Friday, May 25, 2012

Walking in the Dark

Have you ever felt as though you were walking in the dark? Meaning, traveling and unsure of your direction? When this happens, what do you do? I double check the address and my GPS to make sure I keyed in the correct address. In life, this is usually the case but what if you're unsure of the direction you should be going?

That's kinda how I feel right now. I mean, I understood some of the things God told me to do but then there are others that I'm really not sure about. For instance, I previously worked as a Juvenile Probation Officer for approximately three years, I left for three years. Now, I'm back. Initially, this was my assignment. Fresh out of college, it was my first professional job. I loved it. I met GREAT people. :) I also learned a lot. It made me realize that my passion was in the Social Work arena. I decided to leave for better pay and direct social work. The new job lasted eight months but that's neither here nor there.

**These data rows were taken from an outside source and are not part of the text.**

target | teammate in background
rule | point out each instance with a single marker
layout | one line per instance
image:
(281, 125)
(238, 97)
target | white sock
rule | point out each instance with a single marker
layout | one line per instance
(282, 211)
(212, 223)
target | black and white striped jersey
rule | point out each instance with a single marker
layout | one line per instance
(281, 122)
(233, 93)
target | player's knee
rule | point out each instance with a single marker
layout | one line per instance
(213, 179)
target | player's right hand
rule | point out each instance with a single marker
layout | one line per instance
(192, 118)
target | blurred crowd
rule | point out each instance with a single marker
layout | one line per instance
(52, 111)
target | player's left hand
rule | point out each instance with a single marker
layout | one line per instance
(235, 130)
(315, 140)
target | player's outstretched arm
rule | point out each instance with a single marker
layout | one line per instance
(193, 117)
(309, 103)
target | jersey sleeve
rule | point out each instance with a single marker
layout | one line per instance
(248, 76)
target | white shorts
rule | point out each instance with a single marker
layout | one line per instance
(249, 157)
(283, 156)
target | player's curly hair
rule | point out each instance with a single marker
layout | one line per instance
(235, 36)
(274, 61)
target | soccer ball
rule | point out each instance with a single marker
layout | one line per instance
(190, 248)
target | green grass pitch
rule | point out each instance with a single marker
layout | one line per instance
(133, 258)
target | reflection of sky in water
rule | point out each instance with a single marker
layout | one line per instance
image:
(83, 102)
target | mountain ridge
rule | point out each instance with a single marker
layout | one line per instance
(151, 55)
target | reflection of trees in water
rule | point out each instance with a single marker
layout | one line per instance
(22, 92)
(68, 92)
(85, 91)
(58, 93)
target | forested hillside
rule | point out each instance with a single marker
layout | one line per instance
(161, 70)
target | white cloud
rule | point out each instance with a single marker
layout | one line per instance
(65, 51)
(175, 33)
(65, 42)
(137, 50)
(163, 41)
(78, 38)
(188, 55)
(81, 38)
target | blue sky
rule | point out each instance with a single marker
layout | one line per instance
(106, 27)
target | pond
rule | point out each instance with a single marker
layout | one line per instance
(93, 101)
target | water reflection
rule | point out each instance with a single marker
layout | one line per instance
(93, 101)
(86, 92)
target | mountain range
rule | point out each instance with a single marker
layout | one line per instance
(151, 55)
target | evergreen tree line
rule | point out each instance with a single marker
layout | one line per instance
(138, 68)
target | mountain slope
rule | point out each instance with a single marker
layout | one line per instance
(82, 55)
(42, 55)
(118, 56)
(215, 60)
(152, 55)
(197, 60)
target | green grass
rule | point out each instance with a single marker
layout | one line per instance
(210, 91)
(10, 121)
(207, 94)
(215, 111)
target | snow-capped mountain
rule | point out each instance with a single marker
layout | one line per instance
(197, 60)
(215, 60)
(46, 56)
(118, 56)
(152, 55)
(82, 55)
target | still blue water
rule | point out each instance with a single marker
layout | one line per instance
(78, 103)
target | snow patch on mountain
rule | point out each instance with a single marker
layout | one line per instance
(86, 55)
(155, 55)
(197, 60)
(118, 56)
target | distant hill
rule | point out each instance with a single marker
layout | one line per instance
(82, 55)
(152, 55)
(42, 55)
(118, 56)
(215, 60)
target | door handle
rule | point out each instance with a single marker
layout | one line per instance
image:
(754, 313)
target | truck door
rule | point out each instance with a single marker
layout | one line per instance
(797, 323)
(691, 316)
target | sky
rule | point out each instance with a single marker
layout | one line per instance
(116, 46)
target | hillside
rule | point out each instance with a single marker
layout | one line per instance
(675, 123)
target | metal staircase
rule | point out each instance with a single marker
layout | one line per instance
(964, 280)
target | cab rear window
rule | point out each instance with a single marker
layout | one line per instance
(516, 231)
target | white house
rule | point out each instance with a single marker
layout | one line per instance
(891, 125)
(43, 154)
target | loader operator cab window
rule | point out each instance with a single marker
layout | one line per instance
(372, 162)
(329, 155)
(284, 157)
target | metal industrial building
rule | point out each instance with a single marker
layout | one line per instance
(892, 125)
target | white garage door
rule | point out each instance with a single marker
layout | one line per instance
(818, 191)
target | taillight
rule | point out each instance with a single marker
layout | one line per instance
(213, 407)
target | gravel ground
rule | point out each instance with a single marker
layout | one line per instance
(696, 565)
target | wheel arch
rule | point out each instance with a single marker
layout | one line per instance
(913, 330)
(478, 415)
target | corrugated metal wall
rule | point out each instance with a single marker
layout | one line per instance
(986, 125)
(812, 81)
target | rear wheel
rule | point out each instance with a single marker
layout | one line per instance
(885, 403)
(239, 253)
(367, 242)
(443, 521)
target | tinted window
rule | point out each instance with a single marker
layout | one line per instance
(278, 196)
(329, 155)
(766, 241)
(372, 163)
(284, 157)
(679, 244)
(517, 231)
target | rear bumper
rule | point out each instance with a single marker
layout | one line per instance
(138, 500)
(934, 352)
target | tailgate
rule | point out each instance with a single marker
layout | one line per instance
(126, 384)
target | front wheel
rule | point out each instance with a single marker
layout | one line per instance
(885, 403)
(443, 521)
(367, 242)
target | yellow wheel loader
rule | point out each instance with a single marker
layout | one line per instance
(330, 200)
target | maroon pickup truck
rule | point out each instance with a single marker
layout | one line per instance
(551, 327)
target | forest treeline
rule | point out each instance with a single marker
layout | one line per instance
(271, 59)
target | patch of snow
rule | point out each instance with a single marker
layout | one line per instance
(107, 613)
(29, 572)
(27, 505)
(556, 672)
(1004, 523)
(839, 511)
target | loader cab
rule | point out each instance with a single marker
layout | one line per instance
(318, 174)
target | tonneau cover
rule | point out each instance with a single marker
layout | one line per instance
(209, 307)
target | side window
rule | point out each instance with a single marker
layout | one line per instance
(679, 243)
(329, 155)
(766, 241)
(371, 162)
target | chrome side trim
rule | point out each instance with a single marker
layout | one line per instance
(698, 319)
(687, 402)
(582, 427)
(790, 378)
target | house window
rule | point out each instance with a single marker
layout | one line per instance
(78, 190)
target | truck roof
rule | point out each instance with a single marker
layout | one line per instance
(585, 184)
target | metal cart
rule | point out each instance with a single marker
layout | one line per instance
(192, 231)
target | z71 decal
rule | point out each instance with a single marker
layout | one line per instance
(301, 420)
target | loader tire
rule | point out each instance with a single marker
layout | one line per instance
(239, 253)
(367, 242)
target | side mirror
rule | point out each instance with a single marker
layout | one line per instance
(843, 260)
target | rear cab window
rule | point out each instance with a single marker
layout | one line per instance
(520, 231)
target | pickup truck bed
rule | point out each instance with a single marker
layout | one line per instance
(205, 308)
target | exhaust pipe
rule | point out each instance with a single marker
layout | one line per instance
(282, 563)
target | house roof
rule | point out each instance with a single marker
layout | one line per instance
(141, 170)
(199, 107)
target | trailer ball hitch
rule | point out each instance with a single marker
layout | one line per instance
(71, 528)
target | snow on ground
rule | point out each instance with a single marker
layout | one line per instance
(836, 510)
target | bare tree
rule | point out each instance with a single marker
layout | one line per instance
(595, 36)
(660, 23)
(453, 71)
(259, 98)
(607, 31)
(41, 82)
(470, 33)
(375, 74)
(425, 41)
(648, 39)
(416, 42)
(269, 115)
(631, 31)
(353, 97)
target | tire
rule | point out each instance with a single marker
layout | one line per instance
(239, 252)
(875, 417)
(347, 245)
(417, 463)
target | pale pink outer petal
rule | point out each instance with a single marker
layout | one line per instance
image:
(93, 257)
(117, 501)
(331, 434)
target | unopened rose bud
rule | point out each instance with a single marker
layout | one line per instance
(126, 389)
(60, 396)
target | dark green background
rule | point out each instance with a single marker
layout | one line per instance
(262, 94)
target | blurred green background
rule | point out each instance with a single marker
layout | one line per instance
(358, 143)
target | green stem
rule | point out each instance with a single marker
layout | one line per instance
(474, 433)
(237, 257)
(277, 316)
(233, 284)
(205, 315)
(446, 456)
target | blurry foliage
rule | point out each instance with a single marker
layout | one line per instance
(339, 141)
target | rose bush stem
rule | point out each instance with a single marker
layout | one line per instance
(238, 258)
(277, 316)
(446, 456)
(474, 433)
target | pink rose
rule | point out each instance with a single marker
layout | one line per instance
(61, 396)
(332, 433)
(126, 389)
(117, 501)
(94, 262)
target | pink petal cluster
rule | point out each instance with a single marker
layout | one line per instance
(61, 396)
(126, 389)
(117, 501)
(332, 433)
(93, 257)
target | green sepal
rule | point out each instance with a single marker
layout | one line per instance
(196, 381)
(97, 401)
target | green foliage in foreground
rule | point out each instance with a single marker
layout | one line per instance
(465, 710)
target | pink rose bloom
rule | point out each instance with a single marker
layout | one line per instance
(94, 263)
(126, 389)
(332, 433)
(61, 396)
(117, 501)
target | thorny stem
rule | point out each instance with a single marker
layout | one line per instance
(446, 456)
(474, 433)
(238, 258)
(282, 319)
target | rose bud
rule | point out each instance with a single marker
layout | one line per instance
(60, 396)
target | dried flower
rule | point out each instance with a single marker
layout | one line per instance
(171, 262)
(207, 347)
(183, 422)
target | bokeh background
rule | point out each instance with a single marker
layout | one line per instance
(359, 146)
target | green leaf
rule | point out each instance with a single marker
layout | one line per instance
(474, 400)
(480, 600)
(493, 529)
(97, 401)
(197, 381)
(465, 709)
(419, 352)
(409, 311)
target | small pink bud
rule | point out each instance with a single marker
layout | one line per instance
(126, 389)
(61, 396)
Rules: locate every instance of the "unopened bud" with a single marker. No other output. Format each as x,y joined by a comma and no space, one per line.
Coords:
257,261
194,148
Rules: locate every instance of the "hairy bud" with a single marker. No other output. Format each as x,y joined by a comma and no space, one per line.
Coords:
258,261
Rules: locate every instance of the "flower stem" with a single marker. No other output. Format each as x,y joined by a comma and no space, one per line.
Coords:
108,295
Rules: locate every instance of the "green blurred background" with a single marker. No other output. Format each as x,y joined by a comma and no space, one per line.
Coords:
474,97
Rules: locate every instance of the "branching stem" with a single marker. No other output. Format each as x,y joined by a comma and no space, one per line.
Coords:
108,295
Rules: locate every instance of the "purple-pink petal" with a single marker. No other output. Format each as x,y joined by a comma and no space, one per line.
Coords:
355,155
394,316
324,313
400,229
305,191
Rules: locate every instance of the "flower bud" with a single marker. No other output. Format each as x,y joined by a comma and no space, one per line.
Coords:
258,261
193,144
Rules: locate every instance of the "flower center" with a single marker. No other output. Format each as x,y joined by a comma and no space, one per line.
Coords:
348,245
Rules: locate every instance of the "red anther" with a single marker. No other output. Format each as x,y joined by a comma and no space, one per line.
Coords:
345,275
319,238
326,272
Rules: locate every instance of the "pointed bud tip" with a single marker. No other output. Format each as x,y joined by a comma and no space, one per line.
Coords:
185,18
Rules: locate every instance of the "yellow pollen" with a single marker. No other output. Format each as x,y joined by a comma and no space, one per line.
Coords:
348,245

During the course of the three years when I was away from my Probation job, I was finding my way, trying to learn how to run a business (full-time). Check it out: www.creativepartydesigning.com.  For the most part, I did a good job. What I didn't like was that the pay wasn't consistent. I was so consumed with getting consistent pay, I thought I was doing something wrong. I later realized that when you work for yourself, you have to put in 10x's the work you would if you were working for someone else. I was doing that BUT the money wasn't coming in the way I wanted. At one point, my condo went into foreclosure status. I still kept a smile, still paid my tithes and still told God "Thank you." I knew he had my back even though I was kinda nervous. God worked it out for me.....I kept my home and my mortgage is significantly lower than what it was.

I prayed and I prayed for a job because I got tired of not having a consistent paycheck while everyone around me was receiving just that. I mean, I made money and I was able to pay my bills but I got tired of the past due phone calls, payment arrangements and such. Soooo now I'm back at this job, consistent pay but my businesses are failing and I realize this job doesn't give two cents about me. They want the work done and that's it. My businesses are failing because I don't have the time to dedicate to them like I've had in the past. I have to focus on punching the clock for an agency that I will never reach a six figure salary because there's no room for advancement. Now my question stands, do I leave (again) or do I stay? That's my darkness.

I now realize that I'm just different (from those around me). Everyone around me is not like me. So what that they get a consistent paycheck and I don't?! I believe that's what their hearts desired but not mine. My heart desires more. My heart, as well as God, desires me to be great and to create that greatness for myself then help others strive for their greatness! He didn't tell me I would be sitting behind a desk, complaining everyday about how much I don't want to be back working there, being away from my children basically ALL DAY and...I can go on and on and on about how I don't want to be there but I won't.

I feel that I'm walking in the dark because I'm trying to understand what God is telling me to do. Truth of the matter is, God didn't tell me to go back to the job. I consistently prayed, cried and was sometimes upset with God about my financial situation. We must be careful what we pray for. God will definitely give us EXACTLY what we ask for and sometimes it's not even what he had in store. God's will for us is so much greater than our own. I guess we have to test him. This isn't the only thing I prayed for that I wish was easy to give back but I won't discuss that here, at least not in this topic. I'm sure it will come later down the line. When it's not God's plan to give us something and we keep asking for it and we're persistent, we get it just how it is. Not completely ready, kinda like a half baked cake. On the outside, it appears to be ready but on the inside, it's still gooey and sticky, it's still baking and it takes time to be completely done.

I tell myself everyday, God didn't desire this of me. He told me I would be great. I'm ambitious, I'm intelligent, I'm outgoing and I should do something with it! He told me me and HIM would take over the world together and we would be THAT power couple.

If you're hearing a message from the Lord, LISTEN. Just be quiet and LISTEN. He always speaks and he always knows what's best for all of us. I thought this was what he wanted me to do. I'm listening now. I'm just waiting on him to speak. I know this wasn't what he wanted for me, I'm just trying to clearly understand exactly what I need to do.

Are you walking in the dark?

*Picture courtesy of www.flickriver.com.